Quant à la décadence de Starfleet, elle peut se détecter dans l’impuissance confrontationnelle de l’USS Titan — pourtant un des vaisseaux les plus fameux de la flotte même s’il ne vaut probablement pas l’USS Enterprise — face à un "simple" vaisseau privé de chasseur de prime (le Shrike).
Pourquoi par exemple les vaisseaux de Starfleet ne bénéficient-ils pas de "l’ablative armor" (résistant même à une flotte borg) que l’amirale Janeway avait rapporté de 2404 dans ST VOY 07x25+07x26 Endgame ? (Certes, l’USS Enterprise de ST Nemesis n’en disposait pas non plus, mais c’était seulement un an après le retour de l’USS Voyager, or là, vingt ans se sont écoulés...).
Et même à l’échelle d’une timeline distincte (où par exemple Jean-Luc Picard n’aurait pas eu de frère et où sa mère serait morte jeune) de celle de ST TNG-VOY, pourquoi ne pas avoir implanté toutes les avancées technologiques entrevues dans les deux saisons précédentes de Picard (en provenance notamment des Borgs et des Romuliens) ?
Résultat : un puissant bâtiment spatial de Starfleet, avec un équipage de 500 personnes, se retrouve littéralement à la merci (sauf bien sûr quand Jean-Luc décide que ce n’est plus le cas) d’un vaisseau mafieux composé de six gus. Un peu la honte quand même.

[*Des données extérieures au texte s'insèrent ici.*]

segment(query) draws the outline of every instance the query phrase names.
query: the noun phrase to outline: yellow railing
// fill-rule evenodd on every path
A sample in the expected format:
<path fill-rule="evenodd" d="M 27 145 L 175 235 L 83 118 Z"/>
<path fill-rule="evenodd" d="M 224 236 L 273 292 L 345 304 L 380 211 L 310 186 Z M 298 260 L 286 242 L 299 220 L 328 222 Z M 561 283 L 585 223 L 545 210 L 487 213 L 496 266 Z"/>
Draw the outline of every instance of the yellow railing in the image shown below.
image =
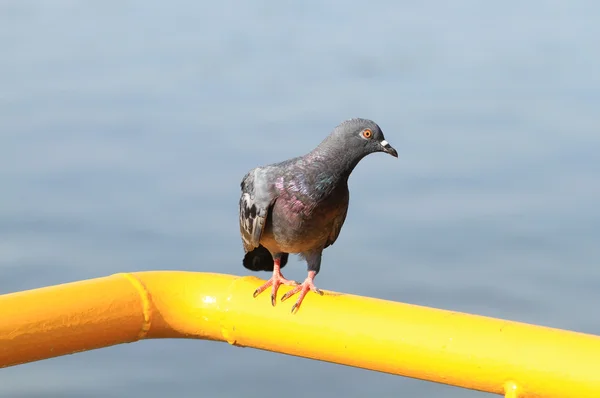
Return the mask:
<path fill-rule="evenodd" d="M 144 338 L 227 341 L 506 397 L 600 397 L 600 337 L 254 277 L 140 272 L 0 296 L 0 366 Z M 280 294 L 287 291 L 282 287 Z M 595 314 L 590 314 L 595 315 Z"/>

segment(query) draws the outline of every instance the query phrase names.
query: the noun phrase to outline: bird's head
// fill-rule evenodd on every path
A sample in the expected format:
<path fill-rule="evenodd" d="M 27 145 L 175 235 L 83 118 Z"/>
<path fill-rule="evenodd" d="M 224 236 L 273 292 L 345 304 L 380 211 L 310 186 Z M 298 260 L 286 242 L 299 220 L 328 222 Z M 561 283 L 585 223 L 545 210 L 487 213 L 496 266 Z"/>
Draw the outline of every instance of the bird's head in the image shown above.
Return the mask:
<path fill-rule="evenodd" d="M 344 150 L 359 158 L 374 152 L 385 152 L 398 157 L 398 152 L 385 140 L 381 128 L 369 119 L 346 120 L 333 130 L 331 138 Z"/>

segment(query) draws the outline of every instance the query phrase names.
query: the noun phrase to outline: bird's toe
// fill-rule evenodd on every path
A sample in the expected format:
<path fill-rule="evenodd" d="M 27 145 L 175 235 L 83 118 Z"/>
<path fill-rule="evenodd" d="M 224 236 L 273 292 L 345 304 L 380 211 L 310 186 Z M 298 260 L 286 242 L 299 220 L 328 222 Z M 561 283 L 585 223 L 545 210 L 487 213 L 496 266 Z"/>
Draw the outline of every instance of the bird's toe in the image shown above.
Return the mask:
<path fill-rule="evenodd" d="M 301 284 L 299 284 L 298 286 L 296 286 L 295 288 L 293 288 L 292 290 L 290 290 L 289 292 L 284 294 L 281 297 L 281 301 L 285 301 L 285 300 L 289 299 L 290 297 L 292 297 L 293 295 L 295 295 L 296 293 L 299 293 L 296 303 L 294 303 L 294 305 L 292 306 L 292 313 L 295 313 L 300 308 L 300 305 L 302 304 L 304 297 L 306 297 L 306 295 L 310 291 L 313 291 L 321 296 L 323 295 L 323 292 L 315 286 L 313 279 L 308 277 L 308 278 L 306 278 L 306 280 L 304 282 L 302 282 Z"/>

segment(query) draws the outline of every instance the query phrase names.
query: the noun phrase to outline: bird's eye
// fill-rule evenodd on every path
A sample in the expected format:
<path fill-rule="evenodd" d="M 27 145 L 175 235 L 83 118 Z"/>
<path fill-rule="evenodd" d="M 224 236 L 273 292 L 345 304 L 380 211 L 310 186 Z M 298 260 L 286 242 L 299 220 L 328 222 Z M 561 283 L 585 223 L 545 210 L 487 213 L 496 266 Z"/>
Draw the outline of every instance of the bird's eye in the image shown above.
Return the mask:
<path fill-rule="evenodd" d="M 366 139 L 373 137 L 373 132 L 369 129 L 364 129 L 362 132 L 362 136 Z"/>

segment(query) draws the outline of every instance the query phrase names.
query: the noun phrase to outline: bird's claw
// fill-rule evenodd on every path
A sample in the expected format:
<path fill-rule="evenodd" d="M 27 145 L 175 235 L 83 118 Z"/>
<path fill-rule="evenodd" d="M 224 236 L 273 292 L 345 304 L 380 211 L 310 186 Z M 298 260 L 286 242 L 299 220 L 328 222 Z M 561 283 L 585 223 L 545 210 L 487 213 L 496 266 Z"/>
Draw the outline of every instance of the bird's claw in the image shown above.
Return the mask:
<path fill-rule="evenodd" d="M 283 275 L 280 274 L 273 274 L 273 276 L 267 281 L 265 282 L 265 284 L 263 284 L 262 286 L 258 287 L 254 293 L 252 294 L 252 296 L 254 298 L 256 298 L 259 294 L 261 294 L 262 292 L 264 292 L 265 290 L 267 290 L 267 288 L 269 288 L 270 286 L 273 287 L 273 289 L 271 290 L 271 305 L 273 307 L 275 307 L 275 302 L 277 301 L 277 290 L 279 289 L 279 286 L 281 285 L 289 285 L 289 286 L 296 286 L 298 285 L 298 282 L 296 281 L 291 281 L 288 279 L 285 279 L 283 277 Z"/>
<path fill-rule="evenodd" d="M 284 294 L 281 297 L 281 301 L 283 302 L 283 301 L 289 299 L 290 297 L 292 297 L 294 294 L 300 293 L 300 295 L 298 296 L 298 300 L 296 300 L 296 302 L 292 306 L 292 313 L 295 313 L 300 308 L 300 305 L 302 304 L 302 300 L 304 300 L 304 297 L 306 296 L 306 294 L 309 291 L 313 291 L 321 296 L 323 295 L 323 292 L 321 290 L 319 290 L 318 287 L 315 286 L 315 284 L 313 283 L 313 280 L 311 278 L 306 278 L 306 280 L 304 282 L 302 282 L 301 284 L 297 285 L 295 288 L 293 288 L 292 290 L 290 290 L 289 292 Z"/>
<path fill-rule="evenodd" d="M 300 308 L 300 305 L 296 302 L 294 303 L 294 305 L 292 305 L 292 314 L 295 314 L 298 310 L 298 308 Z"/>

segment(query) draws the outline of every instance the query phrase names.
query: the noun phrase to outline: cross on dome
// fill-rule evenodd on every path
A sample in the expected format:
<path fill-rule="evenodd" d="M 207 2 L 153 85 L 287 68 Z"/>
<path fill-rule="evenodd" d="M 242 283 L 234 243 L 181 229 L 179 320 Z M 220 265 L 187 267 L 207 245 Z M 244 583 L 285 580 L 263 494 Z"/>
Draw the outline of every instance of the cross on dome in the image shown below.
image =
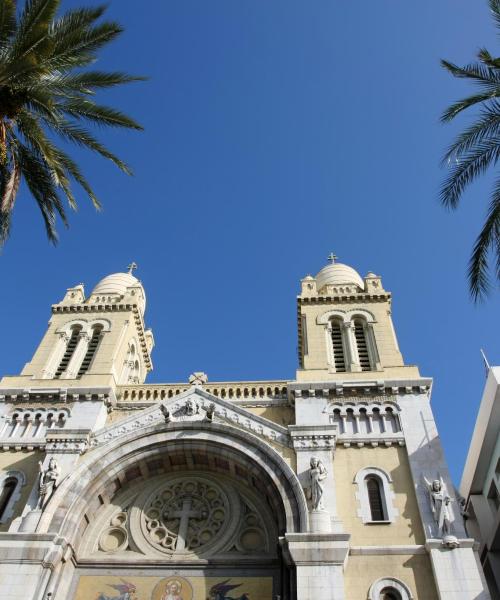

Mais la capitaine Vadic est-elle vraiment une chasseuse de prime ? Son astronef (une légende apparemment parmi les Fenris Rangers d’après Seven) ressemble davantage à un croiseur de guerre qu’à un vaisseau de mercenaire enrichi. Et surtout, elle possède une connaissance intime de chaque membre d’équipage de l’USS Titan (par exemple le nom et le prénom du capitaine Liam Shaw mais également son dossier d’évaluation psychologique confidentiel !). Serait-ce la preuve de l’existence d’une brèche de sécurité au plus haut niveau de Starfleet, infiltré par la désormais omniprésente mafia (façon Osyraa et l’Emerald Chain au 32ème siècle) ? Ou bien est-ce que Vadic ne serait pas vraiment ce qu’elle prétend, mais plutôt une redoutable agente de la Section 31 (par exemple)... qui convoiterait Jack Crusher Picard comme Leland avait convoité Spock (Ethan Peck) un siècle avant dans Discovery 02x07 Light And Shadows ?
Il faut dire que la Section 31 a ici davantage en commun avec celle de Discovery au 23ème siècle (s’affichant au grand jour au point d’être bien connue du Ferengi Sneed) qu’à celle ST DS9 au 24ème siècle (inconnue de tous et même officiellement inexistante). Contribuant, comme tant d’autres indicateurs, à la divergence des timelines. Dès lors, les manières vulgaires, immatures et anti-professionnelles (genre « je suis le roi de l’univers, je ne crains personne, et je me la joue devant tout de monde ») d’une Mirror-Georgiou ou d’un Leland seraient parfaitement raccord avec celles de la capitaine Vadic... et aux antipodes de celles (incomparablement plus crédibles) d’un Harris (ST ENT) et d’un Luther Sloan (ST DS9).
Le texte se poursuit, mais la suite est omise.